AI-driven communication agents such as SuperBot have a large market in India. Within its first year, SuperBot had brought on board more than 50 organisations across India. “We realised that this is a very big space that can easily be scaled,” says Mishra.
In the last financial year, they closed more than a million dollars in business and have recorded, on average, a two-time revenue growth every year. Bootstrapped and profitable from the start, they intend to raise funds in a few weeks. The bots have fluency in dialects and colloquialisms in eight regional languages and the company is working on several other languages, such as Gujarati, Kannada and Marathi.
“For us, the market is looking very good as, because of the pandemic, people have realised that they have to adopt technology to grow their business. What we offer is that, even if a business has a small use case, where they have just four people to handle inbound and outgoing calls, they can use the SuperBot system for greater efficiency and less cost,” says Mishra.
In November 2021, PTI reported a study by the State Bank of India (SBI) that showed that 80 per cent of the economy had become formalised after digitisation drives and the pandemic. The informal sector had shrunk to 15-20 per cent in 2021 from 52.4 per cent in 2018.
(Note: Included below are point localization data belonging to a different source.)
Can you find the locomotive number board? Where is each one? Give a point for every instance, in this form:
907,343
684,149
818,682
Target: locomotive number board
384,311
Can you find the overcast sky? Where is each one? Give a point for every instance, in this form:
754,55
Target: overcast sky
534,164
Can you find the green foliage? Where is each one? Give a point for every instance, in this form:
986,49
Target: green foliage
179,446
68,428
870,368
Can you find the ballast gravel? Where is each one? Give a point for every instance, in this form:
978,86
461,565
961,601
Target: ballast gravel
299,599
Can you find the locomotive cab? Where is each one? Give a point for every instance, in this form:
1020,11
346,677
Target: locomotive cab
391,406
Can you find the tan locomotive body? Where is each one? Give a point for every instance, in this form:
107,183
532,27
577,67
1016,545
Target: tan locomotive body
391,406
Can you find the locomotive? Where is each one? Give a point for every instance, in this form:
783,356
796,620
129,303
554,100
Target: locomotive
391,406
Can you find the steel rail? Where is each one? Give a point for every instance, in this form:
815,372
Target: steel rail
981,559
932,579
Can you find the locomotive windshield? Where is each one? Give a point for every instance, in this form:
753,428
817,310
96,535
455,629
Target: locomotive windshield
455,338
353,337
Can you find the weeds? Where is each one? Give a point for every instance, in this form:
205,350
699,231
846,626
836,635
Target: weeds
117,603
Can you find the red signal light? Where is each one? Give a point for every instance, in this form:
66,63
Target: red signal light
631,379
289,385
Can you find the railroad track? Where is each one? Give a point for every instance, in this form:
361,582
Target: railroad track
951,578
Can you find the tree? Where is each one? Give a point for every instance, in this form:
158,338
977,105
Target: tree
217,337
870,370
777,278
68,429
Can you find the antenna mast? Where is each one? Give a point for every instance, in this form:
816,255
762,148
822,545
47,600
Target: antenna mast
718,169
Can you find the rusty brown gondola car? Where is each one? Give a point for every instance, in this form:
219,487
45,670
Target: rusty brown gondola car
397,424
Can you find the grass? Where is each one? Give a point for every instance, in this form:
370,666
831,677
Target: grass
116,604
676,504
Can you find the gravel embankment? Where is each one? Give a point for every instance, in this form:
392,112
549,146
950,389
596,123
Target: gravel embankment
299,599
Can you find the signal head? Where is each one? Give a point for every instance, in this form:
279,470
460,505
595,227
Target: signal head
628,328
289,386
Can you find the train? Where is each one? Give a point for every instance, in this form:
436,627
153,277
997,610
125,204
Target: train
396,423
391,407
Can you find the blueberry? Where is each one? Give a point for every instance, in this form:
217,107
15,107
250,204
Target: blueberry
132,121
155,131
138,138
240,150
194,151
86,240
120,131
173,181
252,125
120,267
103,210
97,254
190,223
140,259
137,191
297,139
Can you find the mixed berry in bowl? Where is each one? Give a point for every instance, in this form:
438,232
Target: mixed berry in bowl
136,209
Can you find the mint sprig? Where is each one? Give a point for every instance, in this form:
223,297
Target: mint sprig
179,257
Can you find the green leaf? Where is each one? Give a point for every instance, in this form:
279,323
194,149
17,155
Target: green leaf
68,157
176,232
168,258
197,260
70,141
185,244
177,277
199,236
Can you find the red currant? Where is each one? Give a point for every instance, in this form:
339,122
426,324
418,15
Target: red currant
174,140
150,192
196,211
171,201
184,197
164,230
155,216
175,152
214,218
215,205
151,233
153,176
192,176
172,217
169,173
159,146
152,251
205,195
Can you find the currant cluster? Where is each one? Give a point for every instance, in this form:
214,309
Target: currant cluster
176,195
As technology such as SuperBot promises to have conversations with the client faster and with greater efficiency than humans, will it result in job losses in a market that’s already under stress after the pandemic?
“Our belief is that machines must do hard work while humans handle the smart work. Bots don’t have two things—empathy and common sense. No matter how big AI gets, there will always be a requirement for humans in every space. It is best to let the bot handle the hundreds of repetitive queries while, when it comes to counselling of students and helping them decide their career paths, humans must step in,” says Mishra.